GSA reopens contract for digital federal forms

Another high-profile contract by the General Services Administration is being evaluated for the third time after the Government Accountability Office ruled the agency erred in evaluating the bidders’ proposals and making its source selection decision.

The contract to put federal forms online is being reconsidered by a new technical evaluation team after GAO upheld the protest by the incumbent, Intercon Associates Inc. of Rochester, N.Y. This contract has been in play since 2004.

The goal of the contract is to acquire the services of an automated, electronic system development and support contractor to assist GSA’s Forms and Printing Policy Division, according to the October 2005 solicitation the agency released for a second time.

But the solicitation has become entangled in the gauntlet of award, protest, re-evaluate, re-award and protest, much like the procurement to run In that case, the Court of Federal Claims ruled in favor of two protesters last month, telling GSA to appoint a new source selection board and re-evaluate proposals, again.

GSA has yet to determine what it will do.

But Jim Williams, GSA’s commissioner of the Federal Acquisition Service, said earlier this week after a U.S. Chamber of Commerce event that while he wasn’t as familiar with the contract as he should be, he will look into it.

“I want to go back and, if we do it again, make sure we do it well,” he said. “FedBizOpps is important, and it doesn’t look good for GSA if the court says we didn’t do it right.”

Like, the contract for federal forms has been fraught with missteps.

Intercon originally won the federal forms contract in 2004. A losing bidder protested and GSA canceled the award in January 2005, industry sources said. The agency reissued the contract in May 2005, but Intercon protested a month later because GSA put in overly restrictive requirements, GAO said in its protest decision.

In October 2005, GSA revised and released the procurement again, awarding it to Information Analysis Inc. of Fairfax, Va., in June. The contract would be worth $2.3 million over five years.

Intercon protested again and GAO ruled in their favor Aug. 10.

“Intercon protests virtually every evaluated disadvantage relating to its proposal, maintaining that the agency’s findings are either unsupported, otherwise erroneous or inconsistent with the terms of the solicitation,” GAO said in its decision. “We have reviewed the record here and conclude that the evaluation is not adequately supported.”

Auditors found that GSA did not correctly evaluate Intercon’s bid for a forms creation tool, file size creation, form wizard, forms filler application, digital-certificate usage and how they scored key personnel.

GAO ruled in GSA’s favor on Intercon’s complaint about biased personnel on the source selection team.

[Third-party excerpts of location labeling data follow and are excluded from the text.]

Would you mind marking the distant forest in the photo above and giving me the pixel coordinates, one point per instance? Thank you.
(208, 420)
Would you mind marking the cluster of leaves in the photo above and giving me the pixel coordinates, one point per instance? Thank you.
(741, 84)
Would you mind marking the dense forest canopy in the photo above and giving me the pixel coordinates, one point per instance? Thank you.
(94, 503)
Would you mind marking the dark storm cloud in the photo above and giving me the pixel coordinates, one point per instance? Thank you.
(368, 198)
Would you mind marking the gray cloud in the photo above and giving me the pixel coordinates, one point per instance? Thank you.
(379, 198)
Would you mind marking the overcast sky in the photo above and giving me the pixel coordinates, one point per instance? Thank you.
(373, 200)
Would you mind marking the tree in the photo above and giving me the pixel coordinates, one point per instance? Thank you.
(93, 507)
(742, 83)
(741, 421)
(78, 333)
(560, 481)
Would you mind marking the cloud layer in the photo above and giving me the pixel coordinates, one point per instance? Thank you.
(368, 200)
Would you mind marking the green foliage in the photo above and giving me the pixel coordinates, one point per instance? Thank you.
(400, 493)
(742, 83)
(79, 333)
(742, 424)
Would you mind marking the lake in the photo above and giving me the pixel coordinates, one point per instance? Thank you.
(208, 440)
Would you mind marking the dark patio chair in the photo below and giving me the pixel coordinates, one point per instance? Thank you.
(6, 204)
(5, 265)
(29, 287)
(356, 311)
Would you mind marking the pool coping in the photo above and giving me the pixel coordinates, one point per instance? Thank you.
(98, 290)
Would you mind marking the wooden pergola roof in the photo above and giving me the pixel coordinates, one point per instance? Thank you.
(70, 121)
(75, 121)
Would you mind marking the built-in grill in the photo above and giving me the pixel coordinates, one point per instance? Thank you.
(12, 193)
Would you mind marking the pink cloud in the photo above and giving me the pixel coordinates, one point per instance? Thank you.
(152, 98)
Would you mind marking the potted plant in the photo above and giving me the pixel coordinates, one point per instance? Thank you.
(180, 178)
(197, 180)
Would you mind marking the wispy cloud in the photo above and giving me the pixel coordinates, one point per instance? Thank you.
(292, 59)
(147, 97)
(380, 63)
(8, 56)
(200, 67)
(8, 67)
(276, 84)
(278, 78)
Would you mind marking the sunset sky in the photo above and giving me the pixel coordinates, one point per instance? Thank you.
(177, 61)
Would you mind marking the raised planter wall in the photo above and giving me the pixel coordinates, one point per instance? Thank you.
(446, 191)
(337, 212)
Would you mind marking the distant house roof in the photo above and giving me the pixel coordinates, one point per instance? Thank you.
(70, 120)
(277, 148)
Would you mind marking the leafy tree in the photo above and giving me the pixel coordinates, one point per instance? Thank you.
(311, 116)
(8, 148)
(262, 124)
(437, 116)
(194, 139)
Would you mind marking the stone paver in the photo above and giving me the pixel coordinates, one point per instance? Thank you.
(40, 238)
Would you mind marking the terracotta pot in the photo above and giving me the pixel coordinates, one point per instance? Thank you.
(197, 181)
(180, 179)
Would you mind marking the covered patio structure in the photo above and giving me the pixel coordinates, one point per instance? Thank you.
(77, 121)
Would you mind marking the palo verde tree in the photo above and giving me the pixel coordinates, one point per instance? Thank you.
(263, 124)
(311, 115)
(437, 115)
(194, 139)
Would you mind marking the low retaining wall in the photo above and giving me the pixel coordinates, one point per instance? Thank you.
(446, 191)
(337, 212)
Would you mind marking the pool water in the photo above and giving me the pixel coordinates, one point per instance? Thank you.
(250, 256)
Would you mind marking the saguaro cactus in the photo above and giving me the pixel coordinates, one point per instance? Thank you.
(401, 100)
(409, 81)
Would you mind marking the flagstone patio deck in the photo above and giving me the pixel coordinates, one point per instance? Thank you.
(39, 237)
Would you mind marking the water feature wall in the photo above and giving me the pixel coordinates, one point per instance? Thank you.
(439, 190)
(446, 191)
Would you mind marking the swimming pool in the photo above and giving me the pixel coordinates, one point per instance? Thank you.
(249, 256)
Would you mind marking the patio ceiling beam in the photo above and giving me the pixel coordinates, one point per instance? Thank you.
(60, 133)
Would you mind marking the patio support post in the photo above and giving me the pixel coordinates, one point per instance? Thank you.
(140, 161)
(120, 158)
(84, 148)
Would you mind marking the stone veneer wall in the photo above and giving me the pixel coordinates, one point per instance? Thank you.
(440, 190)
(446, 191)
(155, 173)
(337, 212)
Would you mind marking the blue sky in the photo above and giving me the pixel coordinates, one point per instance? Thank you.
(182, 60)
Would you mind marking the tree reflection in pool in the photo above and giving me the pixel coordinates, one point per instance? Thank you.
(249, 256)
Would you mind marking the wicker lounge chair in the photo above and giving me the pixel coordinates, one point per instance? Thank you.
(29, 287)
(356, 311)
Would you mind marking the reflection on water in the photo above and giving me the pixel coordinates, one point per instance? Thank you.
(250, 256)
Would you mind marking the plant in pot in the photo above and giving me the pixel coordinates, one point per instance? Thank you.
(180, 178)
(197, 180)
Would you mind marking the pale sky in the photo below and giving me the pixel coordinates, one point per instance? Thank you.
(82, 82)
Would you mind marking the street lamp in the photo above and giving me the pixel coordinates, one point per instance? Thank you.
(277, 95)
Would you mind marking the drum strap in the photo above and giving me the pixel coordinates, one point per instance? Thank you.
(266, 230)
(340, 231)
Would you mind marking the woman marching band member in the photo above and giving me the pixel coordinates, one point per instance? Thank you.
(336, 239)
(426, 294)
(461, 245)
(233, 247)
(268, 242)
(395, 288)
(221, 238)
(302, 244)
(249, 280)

“[W]e conclude that the protester was prejudiced by the agency’s misevaluation of its proposal—that is, in the absence of the agency’s errors, it appears that Intercon would have had a substantial chance of receiving award,” GAO said in its decision. “We recommend that the agency re-evaluate the proposals and make a new source selection decision.”

Industry sources said GSA asked bidders if they were interested in resubmitting their proposals. It is unclear how far the agency will go in its re-evaluation and whether they will require a new round of oral presentations.